Like many people this is the thought that has preoccupied me over the last few weeks. Moreover, how should a government respond in the best interests of its citizens when its largest trade partner has imposed punitive and destructive tariffs on a wide swath of goods and services that fuel its integrated economy?


As taxpayers, we should hope that our government prioritizes investments and supports that create employment and involve to the greatest extent possible shovel ready activities. Broadly speaking, the types of investments that would qualify are those made in expanding critical and productive infrastructure where the investment is sunk and will generate economic dividends and wide ranging benefits including ongoing employment into the future. Preferably, the types of projects we would focus on are projects that involve things we are good at and not ones where we are inept. In other words, not the kinds of things described by Howard Lutnick, the current Secretary of Commerce in the United States, when he opined that he wanted to repatriate the jobs involving the placement of millions of screws currently done by workers in Asia. I can confidently predict that Mr. Lutnick will never repatriate those jobs, and to the extent he does have any success, what he will repatriate are artificial intelligence and robotic applications that he also will likely import. I am highly doubtful that is what the good people of Dearborn, Michigan had in mind.

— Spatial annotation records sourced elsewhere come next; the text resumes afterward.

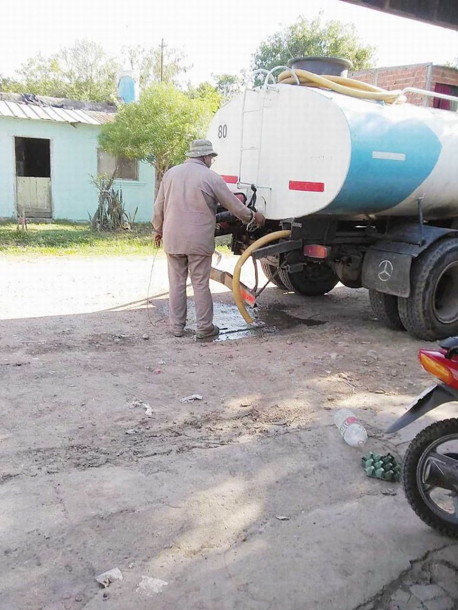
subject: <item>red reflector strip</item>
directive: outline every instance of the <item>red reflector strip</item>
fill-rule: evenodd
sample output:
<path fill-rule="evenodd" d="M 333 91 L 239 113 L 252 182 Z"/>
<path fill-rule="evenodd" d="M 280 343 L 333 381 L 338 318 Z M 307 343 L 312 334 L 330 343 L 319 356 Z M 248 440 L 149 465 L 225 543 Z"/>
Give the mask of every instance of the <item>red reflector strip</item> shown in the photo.
<path fill-rule="evenodd" d="M 310 245 L 304 246 L 304 253 L 311 259 L 325 259 L 327 257 L 327 248 L 325 246 Z"/>
<path fill-rule="evenodd" d="M 297 180 L 290 180 L 289 190 L 307 190 L 313 193 L 324 193 L 324 182 L 301 182 Z"/>
<path fill-rule="evenodd" d="M 256 297 L 253 295 L 250 295 L 249 292 L 247 292 L 246 290 L 241 290 L 240 294 L 245 303 L 248 303 L 249 305 L 251 305 L 252 307 L 256 303 Z"/>
<path fill-rule="evenodd" d="M 221 174 L 221 178 L 223 179 L 225 182 L 227 182 L 228 184 L 236 184 L 239 181 L 238 177 L 236 176 L 223 176 Z"/>

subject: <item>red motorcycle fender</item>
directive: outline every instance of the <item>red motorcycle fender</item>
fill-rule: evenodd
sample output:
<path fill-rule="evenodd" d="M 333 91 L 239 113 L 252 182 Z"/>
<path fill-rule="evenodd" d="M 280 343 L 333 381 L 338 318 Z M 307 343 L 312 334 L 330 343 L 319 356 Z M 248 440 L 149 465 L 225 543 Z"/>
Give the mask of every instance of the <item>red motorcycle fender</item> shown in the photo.
<path fill-rule="evenodd" d="M 405 428 L 440 404 L 455 401 L 458 401 L 458 391 L 445 384 L 435 384 L 417 396 L 407 407 L 409 411 L 388 428 L 387 433 L 391 434 Z"/>

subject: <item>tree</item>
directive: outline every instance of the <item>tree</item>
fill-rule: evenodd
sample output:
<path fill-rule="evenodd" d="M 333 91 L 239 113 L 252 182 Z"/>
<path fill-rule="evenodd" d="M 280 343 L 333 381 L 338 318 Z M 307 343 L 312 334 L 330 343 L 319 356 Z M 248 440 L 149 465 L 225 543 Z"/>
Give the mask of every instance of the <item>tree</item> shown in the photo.
<path fill-rule="evenodd" d="M 18 81 L 8 78 L 0 74 L 0 92 L 7 93 L 20 93 L 23 91 L 22 85 Z"/>
<path fill-rule="evenodd" d="M 216 87 L 224 101 L 227 101 L 239 93 L 244 84 L 241 76 L 236 74 L 212 74 L 216 82 Z"/>
<path fill-rule="evenodd" d="M 153 165 L 157 194 L 165 172 L 184 160 L 191 140 L 203 137 L 211 116 L 205 100 L 156 83 L 142 92 L 137 103 L 122 106 L 113 123 L 102 126 L 99 142 L 111 154 Z"/>
<path fill-rule="evenodd" d="M 293 57 L 318 55 L 349 59 L 355 70 L 360 70 L 370 67 L 374 53 L 374 47 L 358 39 L 352 24 L 336 21 L 324 23 L 321 15 L 313 20 L 300 16 L 295 23 L 261 43 L 253 55 L 252 68 L 271 70 L 287 65 Z"/>
<path fill-rule="evenodd" d="M 201 82 L 197 87 L 188 84 L 187 93 L 192 99 L 204 101 L 212 115 L 216 112 L 223 101 L 217 88 L 207 81 Z"/>
<path fill-rule="evenodd" d="M 178 85 L 178 77 L 191 67 L 184 64 L 186 56 L 176 49 L 161 45 L 145 49 L 140 46 L 125 46 L 122 56 L 131 70 L 139 76 L 140 88 L 144 89 L 153 82 L 161 82 L 161 56 L 162 54 L 162 82 Z"/>
<path fill-rule="evenodd" d="M 81 40 L 49 57 L 31 57 L 18 73 L 25 93 L 106 101 L 117 98 L 118 70 L 116 60 L 100 45 Z"/>

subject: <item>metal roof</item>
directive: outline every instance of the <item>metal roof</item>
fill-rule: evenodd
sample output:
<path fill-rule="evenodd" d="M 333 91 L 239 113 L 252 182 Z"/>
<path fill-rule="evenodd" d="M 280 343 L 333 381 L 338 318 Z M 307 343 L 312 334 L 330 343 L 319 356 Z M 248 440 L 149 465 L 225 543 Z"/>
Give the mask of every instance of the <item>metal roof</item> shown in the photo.
<path fill-rule="evenodd" d="M 88 125 L 101 125 L 114 121 L 115 112 L 96 110 L 70 110 L 57 106 L 25 104 L 0 99 L 0 117 L 29 118 L 34 120 L 54 121 L 56 123 L 81 123 Z"/>

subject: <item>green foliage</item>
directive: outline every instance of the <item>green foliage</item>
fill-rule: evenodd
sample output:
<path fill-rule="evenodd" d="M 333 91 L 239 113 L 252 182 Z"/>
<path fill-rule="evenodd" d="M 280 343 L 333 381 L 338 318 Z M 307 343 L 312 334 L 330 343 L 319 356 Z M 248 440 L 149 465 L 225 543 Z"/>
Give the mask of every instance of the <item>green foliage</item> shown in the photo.
<path fill-rule="evenodd" d="M 106 101 L 116 99 L 118 68 L 100 45 L 81 40 L 55 55 L 31 57 L 18 73 L 24 93 Z"/>
<path fill-rule="evenodd" d="M 121 54 L 123 60 L 129 63 L 131 70 L 139 76 L 139 84 L 141 90 L 154 82 L 161 82 L 161 46 L 145 49 L 137 45 L 136 46 L 125 46 Z M 164 46 L 162 58 L 162 82 L 176 85 L 178 79 L 191 67 L 183 63 L 186 56 L 176 49 Z"/>
<path fill-rule="evenodd" d="M 205 99 L 156 83 L 142 92 L 138 103 L 120 107 L 115 121 L 102 126 L 99 142 L 112 155 L 154 165 L 157 189 L 169 168 L 184 160 L 191 141 L 204 136 L 211 117 Z"/>
<path fill-rule="evenodd" d="M 19 81 L 0 74 L 0 91 L 8 93 L 20 93 L 23 90 L 22 85 Z"/>
<path fill-rule="evenodd" d="M 93 231 L 89 223 L 68 220 L 29 222 L 26 231 L 16 231 L 16 221 L 0 221 L 0 255 L 127 256 L 151 254 L 151 224 L 137 223 L 132 231 Z"/>
<path fill-rule="evenodd" d="M 212 74 L 215 80 L 216 90 L 225 102 L 239 93 L 244 79 L 236 74 Z"/>
<path fill-rule="evenodd" d="M 110 177 L 98 174 L 92 178 L 92 184 L 98 191 L 98 204 L 93 217 L 89 214 L 91 227 L 94 231 L 119 231 L 132 229 L 138 207 L 133 217 L 125 208 L 122 188 L 113 188 L 115 172 Z"/>
<path fill-rule="evenodd" d="M 215 113 L 223 101 L 216 87 L 207 81 L 201 82 L 197 87 L 188 85 L 187 93 L 192 99 L 202 100 L 212 114 Z"/>
<path fill-rule="evenodd" d="M 252 57 L 252 68 L 271 70 L 288 65 L 293 57 L 307 55 L 333 56 L 349 59 L 355 70 L 372 65 L 375 49 L 358 38 L 352 24 L 299 17 L 296 23 L 272 34 L 262 42 Z"/>
<path fill-rule="evenodd" d="M 176 83 L 178 77 L 189 68 L 183 63 L 184 59 L 181 51 L 165 47 L 164 82 Z M 114 101 L 117 98 L 117 74 L 126 63 L 138 74 L 140 89 L 161 80 L 160 46 L 124 47 L 121 58 L 117 59 L 96 43 L 80 40 L 53 55 L 38 54 L 31 57 L 18 70 L 17 80 L 0 76 L 0 91 L 92 101 Z"/>

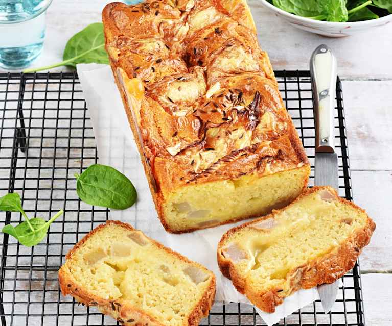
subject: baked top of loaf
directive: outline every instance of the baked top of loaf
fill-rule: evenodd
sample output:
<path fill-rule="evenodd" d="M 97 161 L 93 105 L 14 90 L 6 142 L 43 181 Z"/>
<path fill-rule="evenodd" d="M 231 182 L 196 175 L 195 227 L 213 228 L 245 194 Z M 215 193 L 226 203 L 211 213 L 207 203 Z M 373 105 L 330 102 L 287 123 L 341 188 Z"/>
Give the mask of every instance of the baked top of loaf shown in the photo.
<path fill-rule="evenodd" d="M 103 21 L 137 141 L 164 196 L 308 164 L 244 0 L 113 3 Z"/>
<path fill-rule="evenodd" d="M 218 246 L 223 274 L 260 309 L 273 312 L 301 288 L 331 283 L 354 266 L 376 225 L 329 187 L 229 230 Z"/>
<path fill-rule="evenodd" d="M 98 227 L 66 258 L 63 294 L 125 325 L 198 325 L 214 301 L 212 272 L 128 224 Z"/>

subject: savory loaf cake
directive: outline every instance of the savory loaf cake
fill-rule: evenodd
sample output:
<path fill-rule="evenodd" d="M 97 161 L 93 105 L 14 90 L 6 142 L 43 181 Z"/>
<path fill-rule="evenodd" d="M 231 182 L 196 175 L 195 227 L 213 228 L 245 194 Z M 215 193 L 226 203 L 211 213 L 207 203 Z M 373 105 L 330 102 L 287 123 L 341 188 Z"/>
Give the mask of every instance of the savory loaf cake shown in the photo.
<path fill-rule="evenodd" d="M 299 288 L 332 283 L 351 269 L 376 224 L 329 187 L 227 231 L 218 246 L 226 277 L 267 312 Z"/>
<path fill-rule="evenodd" d="M 128 224 L 98 227 L 66 258 L 62 294 L 127 326 L 196 326 L 214 302 L 212 272 Z"/>
<path fill-rule="evenodd" d="M 309 164 L 245 0 L 117 2 L 102 16 L 167 231 L 260 216 L 301 193 Z"/>

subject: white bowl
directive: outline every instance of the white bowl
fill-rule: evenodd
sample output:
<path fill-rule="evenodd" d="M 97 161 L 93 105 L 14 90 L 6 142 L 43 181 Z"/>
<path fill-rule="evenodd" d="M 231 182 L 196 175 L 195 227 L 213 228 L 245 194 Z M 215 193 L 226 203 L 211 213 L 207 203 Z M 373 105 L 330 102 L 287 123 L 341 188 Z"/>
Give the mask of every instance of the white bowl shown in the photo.
<path fill-rule="evenodd" d="M 260 0 L 263 6 L 277 16 L 281 17 L 297 28 L 330 37 L 343 37 L 359 31 L 383 26 L 392 21 L 392 14 L 377 19 L 363 21 L 334 22 L 316 20 L 297 16 L 275 7 L 267 0 Z"/>

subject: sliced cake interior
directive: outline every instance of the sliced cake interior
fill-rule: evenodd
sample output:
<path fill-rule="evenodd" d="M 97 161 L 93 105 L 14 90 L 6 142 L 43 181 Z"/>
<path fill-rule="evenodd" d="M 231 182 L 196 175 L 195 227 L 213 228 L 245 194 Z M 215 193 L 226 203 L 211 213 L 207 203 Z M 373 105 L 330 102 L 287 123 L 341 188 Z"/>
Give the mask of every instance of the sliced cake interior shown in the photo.
<path fill-rule="evenodd" d="M 64 294 L 126 324 L 198 324 L 215 295 L 212 272 L 120 222 L 85 237 L 59 277 Z"/>
<path fill-rule="evenodd" d="M 220 267 L 259 308 L 274 311 L 299 288 L 332 283 L 354 267 L 375 224 L 329 187 L 308 190 L 285 208 L 233 229 Z"/>

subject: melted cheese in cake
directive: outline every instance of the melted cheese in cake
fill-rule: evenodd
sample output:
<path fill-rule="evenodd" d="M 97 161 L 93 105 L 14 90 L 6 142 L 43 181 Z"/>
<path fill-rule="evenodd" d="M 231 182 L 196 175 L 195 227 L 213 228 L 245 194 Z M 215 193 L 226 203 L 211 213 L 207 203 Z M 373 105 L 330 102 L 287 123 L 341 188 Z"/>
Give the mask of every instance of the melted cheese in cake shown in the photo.
<path fill-rule="evenodd" d="M 245 1 L 116 3 L 103 21 L 168 230 L 265 214 L 301 193 L 309 163 Z"/>

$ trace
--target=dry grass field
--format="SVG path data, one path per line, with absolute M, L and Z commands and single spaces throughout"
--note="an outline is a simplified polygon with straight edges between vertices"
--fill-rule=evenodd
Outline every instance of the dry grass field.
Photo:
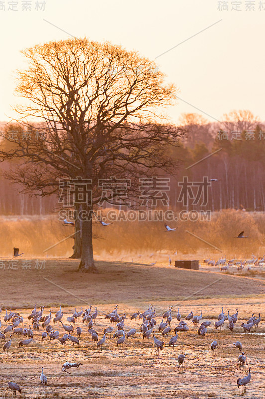
M 205 337 L 197 334 L 197 328 L 188 322 L 189 330 L 180 334 L 174 349 L 169 348 L 170 337 L 164 338 L 165 347 L 156 355 L 152 338 L 143 339 L 137 333 L 132 340 L 126 338 L 123 348 L 117 348 L 116 340 L 108 337 L 102 351 L 97 349 L 88 332 L 88 327 L 82 320 L 74 325 L 82 328 L 80 344 L 66 341 L 66 346 L 47 339 L 42 341 L 42 327 L 34 333 L 33 341 L 27 352 L 18 348 L 21 336 L 14 336 L 9 355 L 0 350 L 0 398 L 11 398 L 7 383 L 12 381 L 21 387 L 21 398 L 265 398 L 265 280 L 258 276 L 221 275 L 207 270 L 189 271 L 174 267 L 152 266 L 123 262 L 98 262 L 97 274 L 77 273 L 78 262 L 69 259 L 47 260 L 44 270 L 36 270 L 32 261 L 31 270 L 22 269 L 19 259 L 17 270 L 0 270 L 2 282 L 0 303 L 3 309 L 16 309 L 24 317 L 24 326 L 28 327 L 27 316 L 35 302 L 45 307 L 44 314 L 50 308 L 54 314 L 59 304 L 63 306 L 65 324 L 74 307 L 83 310 L 89 304 L 98 306 L 99 315 L 94 328 L 99 338 L 109 322 L 104 315 L 118 304 L 120 314 L 126 312 L 126 331 L 134 327 L 130 315 L 147 309 L 152 303 L 156 309 L 156 336 L 161 339 L 157 330 L 161 315 L 170 305 L 173 305 L 172 330 L 177 324 L 178 308 L 182 317 L 191 310 L 203 320 L 213 324 L 221 307 L 230 314 L 239 309 L 239 321 L 232 333 L 225 327 L 215 330 L 208 328 Z M 20 264 L 19 262 L 21 263 Z M 93 308 L 94 309 L 94 307 Z M 261 313 L 262 321 L 252 334 L 244 334 L 240 327 L 241 319 L 247 320 L 254 313 Z M 3 310 L 2 327 L 5 327 Z M 141 321 L 136 320 L 137 330 Z M 178 324 L 178 323 L 177 323 Z M 52 324 L 53 323 L 52 322 Z M 115 327 L 115 325 L 113 326 Z M 62 325 L 56 323 L 55 329 L 64 333 Z M 114 329 L 115 331 L 115 329 Z M 261 334 L 261 335 L 260 335 Z M 8 334 L 7 339 L 8 339 Z M 216 339 L 216 353 L 210 350 Z M 239 353 L 232 345 L 239 340 L 247 356 L 244 366 L 240 366 Z M 187 353 L 183 367 L 180 368 L 177 356 Z M 70 370 L 71 375 L 61 371 L 66 361 L 78 362 L 78 369 Z M 236 383 L 238 377 L 247 374 L 251 367 L 252 377 L 243 394 Z M 48 377 L 48 385 L 43 388 L 39 380 L 41 367 Z

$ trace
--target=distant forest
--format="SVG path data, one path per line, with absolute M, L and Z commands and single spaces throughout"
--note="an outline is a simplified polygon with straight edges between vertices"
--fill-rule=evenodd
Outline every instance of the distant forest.
M 169 207 L 177 211 L 228 208 L 265 211 L 265 124 L 250 111 L 243 110 L 232 111 L 225 114 L 221 121 L 214 122 L 197 114 L 184 114 L 180 125 L 185 127 L 187 136 L 178 147 L 168 150 L 178 161 L 174 176 L 168 176 Z M 0 132 L 4 129 L 4 123 L 0 123 Z M 4 140 L 1 139 L 2 144 Z M 41 197 L 34 193 L 23 194 L 22 187 L 5 179 L 4 171 L 12 166 L 11 162 L 1 164 L 1 215 L 45 215 L 58 211 L 55 194 Z M 160 171 L 158 174 L 165 176 Z M 184 177 L 189 182 L 199 182 L 204 176 L 214 179 L 205 206 L 202 206 L 201 201 L 193 205 L 191 200 L 186 205 L 178 200 L 181 190 L 178 183 Z M 105 203 L 103 207 L 112 206 Z

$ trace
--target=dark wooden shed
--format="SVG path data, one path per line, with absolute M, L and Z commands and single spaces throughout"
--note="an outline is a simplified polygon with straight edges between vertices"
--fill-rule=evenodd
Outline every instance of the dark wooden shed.
M 175 260 L 175 267 L 180 267 L 181 269 L 192 269 L 193 270 L 198 270 L 199 261 Z

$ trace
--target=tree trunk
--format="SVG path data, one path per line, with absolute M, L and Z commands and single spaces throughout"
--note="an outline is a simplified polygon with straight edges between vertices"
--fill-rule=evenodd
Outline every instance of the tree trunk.
M 78 271 L 86 273 L 97 273 L 93 254 L 92 209 L 86 207 L 86 210 L 87 211 L 86 217 L 88 219 L 82 222 L 82 253 Z
M 79 217 L 79 212 L 81 210 L 79 204 L 75 205 L 75 232 L 74 236 L 75 240 L 74 246 L 74 253 L 70 259 L 80 259 L 82 253 L 81 236 L 82 233 L 82 222 Z

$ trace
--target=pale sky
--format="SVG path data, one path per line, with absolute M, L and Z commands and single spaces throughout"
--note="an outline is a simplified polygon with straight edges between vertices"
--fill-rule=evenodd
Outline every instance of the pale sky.
M 233 0 L 46 0 L 44 11 L 35 10 L 36 2 L 0 1 L 0 121 L 15 116 L 11 106 L 21 101 L 13 94 L 20 50 L 69 35 L 108 40 L 155 60 L 184 100 L 168 111 L 174 123 L 183 112 L 214 121 L 233 109 L 265 121 L 265 0 L 238 1 L 241 11 L 232 10 Z M 32 10 L 22 11 L 27 2 Z M 15 3 L 18 10 L 8 10 Z

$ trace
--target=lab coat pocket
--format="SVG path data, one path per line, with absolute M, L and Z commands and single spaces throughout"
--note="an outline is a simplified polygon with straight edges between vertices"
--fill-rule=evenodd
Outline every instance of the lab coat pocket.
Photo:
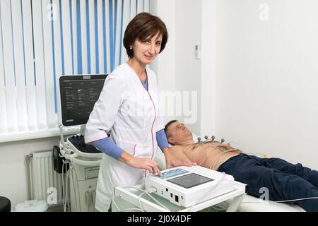
M 127 152 L 130 155 L 135 156 L 136 155 L 136 143 L 118 140 L 117 145 L 122 148 L 124 151 Z

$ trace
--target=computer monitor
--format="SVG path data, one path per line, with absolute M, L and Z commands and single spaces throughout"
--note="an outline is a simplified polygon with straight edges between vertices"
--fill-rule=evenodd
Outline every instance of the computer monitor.
M 107 74 L 61 76 L 59 120 L 64 126 L 86 124 L 102 90 Z

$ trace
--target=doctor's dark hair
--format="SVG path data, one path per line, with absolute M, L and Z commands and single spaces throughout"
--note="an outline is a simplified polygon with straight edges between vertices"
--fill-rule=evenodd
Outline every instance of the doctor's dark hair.
M 165 49 L 168 38 L 165 23 L 160 18 L 150 13 L 141 13 L 137 14 L 128 24 L 124 35 L 124 47 L 128 56 L 129 58 L 134 56 L 134 50 L 130 49 L 129 46 L 133 44 L 136 40 L 142 41 L 148 36 L 153 37 L 158 32 L 163 35 L 160 51 L 159 52 L 160 53 Z

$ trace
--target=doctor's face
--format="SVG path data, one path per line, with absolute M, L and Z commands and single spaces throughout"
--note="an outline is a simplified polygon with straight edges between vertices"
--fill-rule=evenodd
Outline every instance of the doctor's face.
M 132 45 L 132 59 L 144 66 L 150 64 L 160 51 L 162 40 L 162 35 L 159 33 L 152 37 L 148 36 L 141 40 L 136 40 Z

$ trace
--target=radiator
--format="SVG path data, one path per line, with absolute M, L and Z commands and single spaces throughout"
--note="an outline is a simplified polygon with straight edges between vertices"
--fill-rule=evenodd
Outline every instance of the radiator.
M 58 174 L 54 170 L 52 150 L 35 152 L 28 155 L 26 163 L 29 199 L 44 200 L 48 204 L 62 204 L 63 177 L 62 174 Z M 53 199 L 51 198 L 52 196 L 54 196 Z

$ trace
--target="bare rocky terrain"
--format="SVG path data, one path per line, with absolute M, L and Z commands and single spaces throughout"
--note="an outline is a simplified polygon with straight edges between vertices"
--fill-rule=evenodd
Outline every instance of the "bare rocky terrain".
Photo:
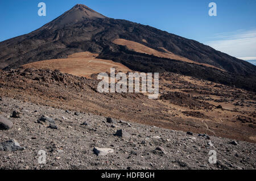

So what types of projects should the government invest in? One area I would like to propose for immediate and further investment is further broadband expansion. Investments in this regard are particularly appealing in the environment in which we find ourselves. At least two provinces, Ontario and Quebec, have either cancelled or signalled they will imminently cancel rural and remote service contracts they have with Elon Musk's Starlink. This creates a unique opportunity because the deals that both provinces entered into with Starlink were in my view improvident insofar as they involved pre-purchasing capacity guarantees that are unnecessary or, over the long term insufficient. While Starlink's service is likely an adequate stopgap technology for some, it is not a future proof long term solution and most certainly is not a home grown one. If policy makers are insistent for reasons of cost or expediency to support this technology as even a medium term solution then Telesat's Lightspeed would seem a better option. While Lightspeed is not planned to be a direct to consumer product, the federal, Ontario, and Quebec governments who are all investors in the project could redefine a solution that would serve the same purpose as Starlink and would maintain a Canadian connection. Canadian investment supporting Mr. Musk or any of his companies I don't believe would be widely supported by Canadians, not even amongst those who would be the immediate beneficiaries of it.


Last year, I proposed a review of the Canadian ownership and control regulations for telecommunications and broadcasting companies. I have revisited the view that a more liberal approach to those regulations could spur further investment and technology transfer than the currently more restrictive regime. I now would recommend that any future government tread carefully in revisiting the restrictions. No one, a year ago could have reasonably foreseen the chaos and upheaval that would be wrought by the bad actor activities of the United States. I do not believe for the foreseeable future that we can allow foreign control of these strategic industries and networks.


Previous governments have pledged to have unlimited 50/100 Mbps available to 100% of Canadians by 2031. I would recommend that an incoming government immediately make available contributory funding consistent with the conditions imposed by previous funding rounds that would make unlimited 100/100 Mbps broadband available to 100% of Canadians by 2031 but with a strong preference for FTTH deployments. If the federal, provincial, municipal and First Nation governments are serious about mitigating the damaging effects of the punitive policies of the United States, this would provide shovel ready projects from which to choose and provide productive broadband capacity to those 20% to 30% of Canadians who according to the government do not currently have it.


Both parties are promising investments in infrastructure and to reduce the stifling regulatory hurdles that accompany these types of investments. To date, the focus has been on resource projects which are important of course but which offer over time diminishing returns. What I propose is investing in facilities that promote productivity, innovation and competitiveness. This type of investment would in part answer the challenge made by Deputy Governor Rogers last March when she challenged policy makers to break the glass.